O Velho Chico, quem diria, virou alimento de marqueteiro, essa espécie agressiva de lombriga que corrói nosso discernimento.

Tim Tim!!!
(em busca da margem de algum rio, com cara de minha infância)


luiz alfredo motta fontana on 13 agosto, 2016 at 11:33 #

Ao mais, está na Gerais, na Minas e suas nascentes, a obra emergencial, recuperar as águas do Chico, não se encorpa quem mitiga em alimento, é hora de trocar os interesses das “samarcos”, pela urgência de ressuscitar o natimorto. Pulverizar recursos, ao longo de suas margens, sem planejamento, é mera cooptação de cabos eleitorais.

Fica uma pergunta, para que serve os centros de pesquisa, afora manter em gaiola estéril os ditos donos da ciência e da verdade?

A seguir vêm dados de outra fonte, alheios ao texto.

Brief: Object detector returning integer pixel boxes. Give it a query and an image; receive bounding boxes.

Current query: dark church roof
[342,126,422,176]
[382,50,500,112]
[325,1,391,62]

Ficaremos até quando pautados “por celebridades”, em busca de afeto e notinhas sociais?

O caminho do Velho Chico, começa pelas nascentes, a sua recuperação deverá começar pela decência no trato, menos fantasias mais ciência, menos abuso mais consciência.


Janio on 13 agosto, 2016 at 13:01 #

Mestre Vitor, veja só os acasos que essas barrancas aprontam. Ontem, eu e Lindemar estávamos exatamente no quiosque de Zezinho Preto, aqui em Nova Glória, traçando um tucunaré com umas Originais daquele jeito (e mais umas doses de Germana, que é pra ficar pensando melhor), olhando para o lago de Moxotó e comentando mais essa “empulhação”, que é como esse meu genial tio, prestes a completar 90, anda chamando mais esse factoide.
Com lucidez e humor que, tomara, hereditários, ele, que já andava puto com esse negócio de Velho Chico (sua tese é a de que ninguém por aqui nunca o chamou assim, mas apenas de Rio), agora está uma arara com esse rejuvenescimento midiático, provavelmente aprovado por Michelzinho.
Mas como eu ia dizendo das coincidências ribeirinhas, aí vem você com essa beleza de texto que, só quem é de cá, pode teclar com a mesma segurança dos velhos canoeiros que manobravam os remos cortando as águas do nosso Kaxaká. Tim, Tim!


vitor on 13 agosto, 2016 at 13:56 #

Janio

Palavras de lavar a alma e enxaguar com a melhor água do rio da nossa aldeia. Ainda mais quando acompanhadas das melhores notícias sobre Lindemar Liberalino da Silva, aos 90 gloriosamente vividos e muitos mais por viver: um dos meus primeiros e grandes mestres , fundador do Clube Recreativo Lítero-Cultural de Gloria, onde assisti a primeira sessão de cinema e li os primeiros livros e Gibis. Vai aqui o meu forte abraço de agradecimentos. Tim Tin!!!


luiz alfredo motta fontana on 13 agosto, 2016 at 14:35 #

Pois é!

Eu continuo com a besta impressão que “cuidar do nosso”, caso impossibilitado de o fazer sozinho, é, ao menos, eleger quem conhece e sabe o que fazer.

Coisas de menino que perdeu o rio da infância, há muito tempo!